Pourtant, Glazer tient à souligner que les banalités en question ne sont pas de simples banalités ; Ils sont sinistres et graves. Contrairement à presque tous les autres films qui s’ouvrent sur un pique-en famille dans un charmant paysage au bord d’une rivière, le film commence par plus de deux minutes d’écran noir, accompagné d’une musique (de Mica Levi) si sombre qu’elle fait ressembler la Neuvième de Mahler à Carl Stalling. En d’autres termes, avant la première image dramatique, Glazer a essentiellement proclamé le sérieux profond du film, et le sien. De peur qu’un spectateur ne se perde trop dans les herbes vert vif de la routine quotidienne de la famille Höss, Glazer ponctue le film de séquences hallucinatoires, avec des images thermiques en noir et blanc étrangement expressionnistes, avec une musique comme des éructations sépulcrales des profondeurs de la Terre. Dans ces scènes, une jeune fille se livre à des routines solitaires et secrètes de collecte (apparemment là où les corps sont enterrés) et de dépôt (de pommes à côté de pelles où les détenus font probablement du travail forcé). À un moment donné, une image de fumée blanchit l’écran ; À un autre, des gros plans de fleurs, accompagnés sur la bande sonore d’horribles cris et hurlements, s’estompent pour laisser place à un écran rouge sang.

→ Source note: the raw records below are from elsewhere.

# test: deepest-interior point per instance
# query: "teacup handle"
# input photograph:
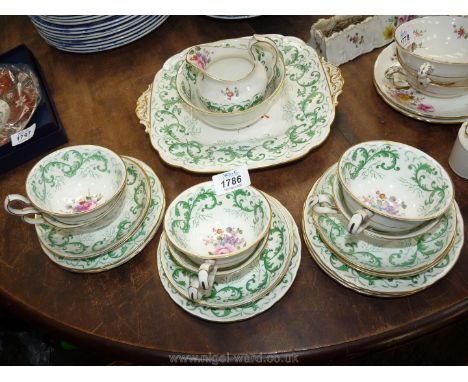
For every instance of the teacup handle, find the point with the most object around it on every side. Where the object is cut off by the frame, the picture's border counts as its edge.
(262, 39)
(424, 71)
(323, 204)
(24, 211)
(390, 75)
(206, 274)
(359, 221)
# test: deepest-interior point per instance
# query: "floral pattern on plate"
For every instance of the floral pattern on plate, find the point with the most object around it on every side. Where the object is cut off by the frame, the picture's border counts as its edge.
(96, 239)
(412, 103)
(189, 143)
(385, 203)
(84, 203)
(382, 257)
(374, 285)
(130, 247)
(224, 241)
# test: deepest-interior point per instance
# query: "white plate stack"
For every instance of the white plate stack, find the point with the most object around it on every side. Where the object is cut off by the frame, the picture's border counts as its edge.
(91, 34)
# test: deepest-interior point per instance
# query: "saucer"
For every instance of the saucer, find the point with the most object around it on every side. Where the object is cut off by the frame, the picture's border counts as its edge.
(247, 311)
(369, 231)
(184, 262)
(382, 257)
(133, 245)
(102, 237)
(373, 285)
(412, 103)
(252, 284)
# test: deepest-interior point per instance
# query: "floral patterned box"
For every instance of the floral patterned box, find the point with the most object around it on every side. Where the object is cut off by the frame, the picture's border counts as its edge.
(340, 39)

En présentant ces séquences comme des urgences cinématographiques plutôt que comme des rondes régulières comme celles du reste du film, Glazer souligne encore et encore que l’apparente banalité du film est fausse – que ces vies quotidiennes sont en effet extraordinaires et horribles, des éléments d’une tragédie historique. Pourtant, ses efforts flagrants pour faire passer ce message suggèrent un manque de confiance dans le fait que les téléspectateurs comprendront le point à partir du drame seul – et une crainte que ses choix dramatiques risquent en effet de diminuer ces horreurs. Le cinéaste semble vouloir jouer sur les deux tableaux : faire des allusions subtiles qui prennent sens par des secousses véhémentes, éviter les détails tout en martelant des émotions généralisées.

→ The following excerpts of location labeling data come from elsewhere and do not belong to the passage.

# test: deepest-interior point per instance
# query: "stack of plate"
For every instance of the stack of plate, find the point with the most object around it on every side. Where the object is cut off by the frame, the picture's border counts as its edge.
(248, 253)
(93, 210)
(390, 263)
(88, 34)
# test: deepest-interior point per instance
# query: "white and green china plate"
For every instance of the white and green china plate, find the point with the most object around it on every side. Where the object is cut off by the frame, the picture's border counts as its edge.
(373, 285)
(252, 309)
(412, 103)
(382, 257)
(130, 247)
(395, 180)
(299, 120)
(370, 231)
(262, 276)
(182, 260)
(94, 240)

Il y a des moments qui suggèrent une inspiration sérieuse et substantielle qui, cependant, reste largement indéveloppée. Une jeune fille semble avoir trouvé une feuille pliée de paroles, intitulée « Sunbeams », par le vrai détenu et survivant d’Auschwitz, Joseph Wulf ; Elle joue du piano, comme si elle le mettait intérieurement en musique, alors que ses mots apparaissent à l’écran dans des sous-titres. (A-t-elle récupéré le poème dans ses pérégrinations en noir et blanc en vision nocturne ? L’aspect pratique physique qui se cache derrière un tel moment est exactement le genre de banalité exaltée qui réclame pratiquement une approche directe, dramatiquement directe et détaillée.) Il y a un personnage qui ouvre avec désinvolture un abîme d’histoire : la mère d’Hedwige, Linna Hensel (Imogen Kogge), alors qu’elle se promène avec Hedwige dans le jardin familial à côté du mur du camp de la mort, se demande à voix haute : « Peut-être qu’Esther Silberman est là-bas… celui pour lequel j’avais l’habitude de faire le ménage. (Mais ensuite, Glazer en met plein la vue, avec la plainte de Linna qu’elle a été « surenchérie » pour les rideaux d’Esther.)

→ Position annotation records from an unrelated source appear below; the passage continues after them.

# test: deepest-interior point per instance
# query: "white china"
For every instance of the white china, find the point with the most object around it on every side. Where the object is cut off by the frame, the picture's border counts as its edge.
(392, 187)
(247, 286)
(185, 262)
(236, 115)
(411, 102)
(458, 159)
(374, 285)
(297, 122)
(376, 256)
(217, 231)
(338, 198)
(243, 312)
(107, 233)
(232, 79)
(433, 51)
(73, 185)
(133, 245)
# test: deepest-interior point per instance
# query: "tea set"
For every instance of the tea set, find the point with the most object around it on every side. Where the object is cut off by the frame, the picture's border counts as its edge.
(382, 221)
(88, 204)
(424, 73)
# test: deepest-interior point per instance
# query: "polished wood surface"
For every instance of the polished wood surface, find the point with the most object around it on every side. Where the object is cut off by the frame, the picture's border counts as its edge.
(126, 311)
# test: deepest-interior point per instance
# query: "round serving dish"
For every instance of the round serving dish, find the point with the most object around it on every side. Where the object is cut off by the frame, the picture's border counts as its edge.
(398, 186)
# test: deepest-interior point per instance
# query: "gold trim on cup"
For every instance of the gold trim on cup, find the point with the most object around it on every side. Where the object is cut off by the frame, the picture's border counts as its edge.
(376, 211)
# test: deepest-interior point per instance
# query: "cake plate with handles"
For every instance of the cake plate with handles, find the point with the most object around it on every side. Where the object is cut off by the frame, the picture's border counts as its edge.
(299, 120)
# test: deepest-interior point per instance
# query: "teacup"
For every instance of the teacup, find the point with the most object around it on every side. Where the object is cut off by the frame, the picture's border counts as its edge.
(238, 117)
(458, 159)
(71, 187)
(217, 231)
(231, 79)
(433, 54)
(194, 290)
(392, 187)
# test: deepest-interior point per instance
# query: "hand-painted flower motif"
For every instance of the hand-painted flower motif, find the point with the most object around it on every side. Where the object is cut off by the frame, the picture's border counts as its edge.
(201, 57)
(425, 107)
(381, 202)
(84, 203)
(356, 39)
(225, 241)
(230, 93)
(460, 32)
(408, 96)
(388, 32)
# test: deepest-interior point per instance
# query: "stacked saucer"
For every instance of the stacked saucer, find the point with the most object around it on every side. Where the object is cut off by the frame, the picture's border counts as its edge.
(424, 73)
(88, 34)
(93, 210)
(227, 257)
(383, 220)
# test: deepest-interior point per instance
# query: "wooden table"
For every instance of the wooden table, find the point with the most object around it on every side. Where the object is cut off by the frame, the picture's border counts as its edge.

La représentation purement extérieure d’Auschwitz par Glazer – ses murs extérieurs seulement – est d’une pièce avec sa reconstruction de la vie dans son voisinage : il garde ses mains propres. Il modèle sa vision du cercle familial Höss et de l’Holocauste sur sa propre formidable dignité artistique. Le film se termine, pardonnez mon spoiler, dans le musée actuel qu’est Auschwitz. Glazer filme des employés en train de nettoyer à l’intérieur d’une ancienne chambre à gaz et dans les couloirs où sont exposés des piles de chaussures, de béquilles et d’autres dispositifs médicaux, ainsi que des uniformes de détenus. Il semble suggérer qu’il existe aussi une chose telle que la banalité du bien, mais elle reste tout aussi discrète et abstraite. Il ne daigne pas écouter ce que les ouvriers ont à dire. ♦

Une version antérieure de cet article a mal identifié un personnage féminin dans deux scènes du film.

Richard Brody a commencé à écrire pour The New Yorker en 1999. Il écrit sur les films dans son blog, The Front Row. Il est l’auteur de « Tout est cinéma : la vie professionnelle de Jean-Luc Godard ».